At the general store, Fran is back behind the counter, still wearing her church finery. Jamie is helping, scowling at the mix of locals and media browsing among the aisles as he does so.
‘Hello, Mr Scarsden,’ says Fran. ‘I was wondering when you’d be back. You’ve been selling a lot of papers.’ Today there are no smiles, no suggestion of flirtation.
‘So I see,’ says Martin, regarding the vacant space where the papers usually sat in small piles. ‘You’re not happy about that?’
‘Happy to sell papers, not so happy with you implicating Byron in the deaths of those girls.’
‘Fran. Is there somewhere we can talk? In private?’
The storekeeper considers the throng of customers. ‘I guess so.’ She turns to her son. ‘Jamie, can you mind things for a moment while I talk to Mr Scarsden out the back?’
Jamie grunts his assent and Fran leads Martin past the customers and through a door at the back of the store. She turns on the lights; fluorescent tubes hanging in banks from the ceiling flicker to life, casting a hard-edged light. The room is nothing like Mandy’s home at the back of the Oasis; this is one big space, windowless and full of shelving, much of it empty, with cardboard boxes containing various products here and there. There are spiderwebs on the higher shelves, but otherwise the storeroom is well kept. In one corner, to the left of the door, there’s a desk with a computer monitor that looks a decade out of date. Fran brushes at the seat behind the desk with her hand, protective of her church clothes, and sits. Martin takes the seat on the other side of the desk.
He doesn’t bother with niceties, but picks up the conversation where they’d paused it at the counter. ‘You don’t think Byron was involved in the death of the girls in the dam?’
‘No. Do you have any proof? Do the police?’
‘Not yet. But they’re investigating.’
Fran glowers at him. He decides there’s little to be gained in arguing the toss: neither of them can know for sure whether Swift was involved and he risks angering her unnecessarily. He spreads his hands, a conciliatory gesture.
‘Fran, I need your help. I’ve been thinking over the day of the shooting. There are things that bother me, now that I know about you and Byron.’
‘I see.’
‘He wasn’t a regular churchgoer, your husband, was he?’
The question seems to drain the indignation from her. Instead her voice is subdued, her eyes not meeting his as she answers. ‘No.’
‘Did he know about you and Byron?’
Fran remains still, eyes fixed on the blank computer monitor. Finally, a nod of affirmation.
‘Did you warn Byron that Craig was going to the church?’
Another nod.
‘What did you fear Craig was going to do?’
She turns to Martin, eyes pleading.
‘Tell me, Fran.’
A small sob escapes her, a fragile thing, fleeting. ‘I overheard them. Out by our garage. Craig and his friends. The ones Byron shot. They said they were going to kill him. In horrible ways. I knew they meant it.’
‘What did they say?’
‘Craig said he was going to ram his shotgun up his arse and give him both barrels.’

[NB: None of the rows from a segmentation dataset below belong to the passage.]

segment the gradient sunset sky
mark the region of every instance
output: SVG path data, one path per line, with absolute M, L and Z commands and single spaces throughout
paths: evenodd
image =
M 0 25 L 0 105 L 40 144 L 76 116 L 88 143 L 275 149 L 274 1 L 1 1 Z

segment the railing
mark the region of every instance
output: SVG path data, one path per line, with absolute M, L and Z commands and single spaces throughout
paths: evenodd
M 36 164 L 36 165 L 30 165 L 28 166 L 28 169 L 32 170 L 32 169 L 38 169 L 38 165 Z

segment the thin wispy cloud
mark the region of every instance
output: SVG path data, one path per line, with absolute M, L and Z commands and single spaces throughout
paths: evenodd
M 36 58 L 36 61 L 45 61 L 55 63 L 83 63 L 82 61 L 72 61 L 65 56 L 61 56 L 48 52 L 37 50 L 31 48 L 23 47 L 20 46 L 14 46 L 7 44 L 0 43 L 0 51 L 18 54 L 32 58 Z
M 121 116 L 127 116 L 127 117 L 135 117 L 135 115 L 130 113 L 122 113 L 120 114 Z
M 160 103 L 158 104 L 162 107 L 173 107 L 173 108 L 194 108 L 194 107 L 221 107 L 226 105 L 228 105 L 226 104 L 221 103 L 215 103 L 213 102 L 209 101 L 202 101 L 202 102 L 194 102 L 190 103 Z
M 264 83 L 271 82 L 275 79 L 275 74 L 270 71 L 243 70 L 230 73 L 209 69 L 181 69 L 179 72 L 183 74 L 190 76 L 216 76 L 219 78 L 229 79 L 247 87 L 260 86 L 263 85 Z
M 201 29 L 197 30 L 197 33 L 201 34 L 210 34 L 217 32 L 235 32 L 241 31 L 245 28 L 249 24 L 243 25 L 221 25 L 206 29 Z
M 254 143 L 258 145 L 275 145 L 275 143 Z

‘Why, Fran? Why kill him? Why then?’
‘I don’t know. I just heard them saying that’s what they were going to do.’
Martin leans back, considers what she’s telling him and finds himself not believing her. But why would she mislead him? He decides to be direct. ‘I’ve been told, by a reliable source, that on the Friday night before the shooting the police warned Craig that Swift was molesting children. Are you saying Craig didn’t mention that to you?’

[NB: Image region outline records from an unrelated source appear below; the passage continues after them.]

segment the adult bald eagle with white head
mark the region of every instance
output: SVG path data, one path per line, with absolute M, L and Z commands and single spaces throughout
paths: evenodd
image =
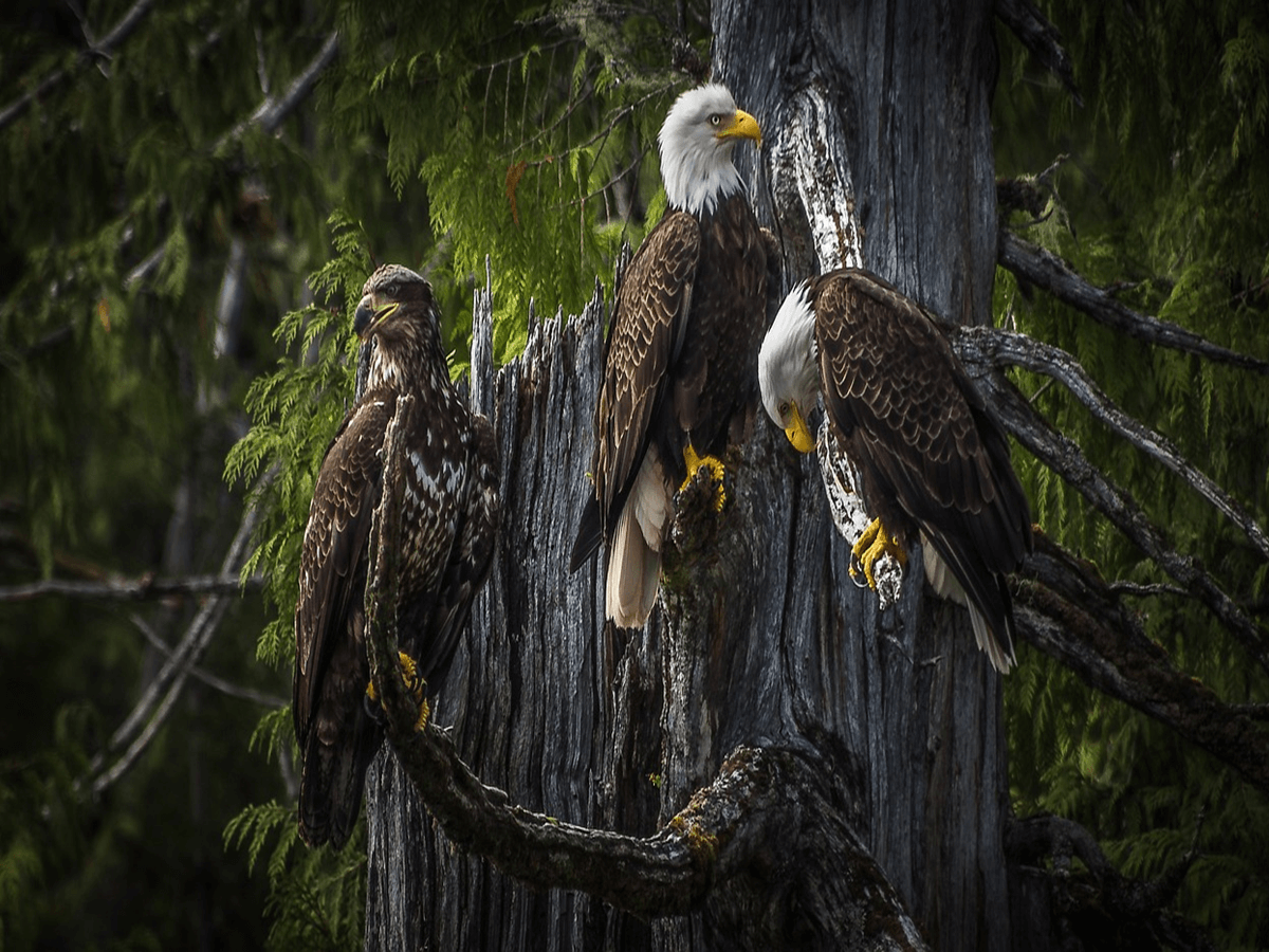
M 608 547 L 605 613 L 641 627 L 652 611 L 675 489 L 720 456 L 756 409 L 766 325 L 766 246 L 731 155 L 758 122 L 718 84 L 680 95 L 661 127 L 665 217 L 622 277 L 595 407 L 594 495 L 571 569 Z
M 970 608 L 978 647 L 1001 673 L 1016 664 L 1004 574 L 1032 548 L 1027 496 L 1000 423 L 931 315 L 865 270 L 822 274 L 784 300 L 758 377 L 768 415 L 802 452 L 816 448 L 807 418 L 822 395 L 826 438 L 874 517 L 851 556 L 869 585 L 882 555 L 904 562 L 920 538 L 926 576 Z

‘I’ve already told you: it wasn’t true, I didn’t believe it.’
‘But Craig told you?’
‘Yes, I knew.’
‘So you warned him? Warned Byron?’
‘Yes. I ran to the church. I told him that Craig and the others were coming to kill him. I begged him to leave. He said that he was already going; the bishop had ordered it. He said he wasn’t worried about Craig and his friends, that he could handle them. He asked me to wait for him out by Blackfellas Lagoon. We’d gone there together sometimes.’